Titan is the second-largest moon in the solar system and the only one with clouds and a dense, planet-like atmosphere. Earlier observations by Cassini showed that warm air from Titan's southern hemisphere was rising high in its atmosphere and then being dumped over the moon's north pole, where it cooled and descended, forming an icy cloud. (The pattern is similar to the Hadley cell on Earth, which transports heat from the tropics to the subtropics.)
The new Cassini observations suggest this large-scale pattern of air flow over Titan has reversed direction, and winter is coming for the moon's southern hemisphere.
Titan's north pole officially began its transition from winter to spring in August 2009, and the researchers now believe that the circulation shift occurred that year. But the southern ice cloud wasn't spotted until July 2012, and scientists only saw the first hints of the change over the south pole in early 2012, when Cassini detected a high-altitude "haze hood," a swirling polar vortex and other features linked to cold weather.
"This lag makes sense because first the new circulation pattern has to bring loads and loads of gases to the south pole," Carrie Anderson, a CIRS team member and Cassini participating scientist at Goddard, said in a statement from NASA. "Then, the air has to sink. The ices have to condense. And the pole has to be under enough shadow to protect the vapors that condense to form those ices."

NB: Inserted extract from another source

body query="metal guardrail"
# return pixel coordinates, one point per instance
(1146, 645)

As for the ice clouds' composition, scientists say they have ruled out some chemicals, including methane, ethane and hydrogen cyanide. Whatever the makeup, the clouds could play a role in the complex chemistry of Titan's atmosphere.
"What's happening at Titan's poles has some analogy to Earth and to our ozone holes," Goddard's F. Michael Flasar, CIRS principal investigator, said. "And on Earth, the ices in the high polar clouds aren't just window dressing: They play a role in releasing the chlorine that destroys ozone. How this affects Titan chemistry is still unknown. So it's important to learn as much as we can about this phenomenon, wherever we find it."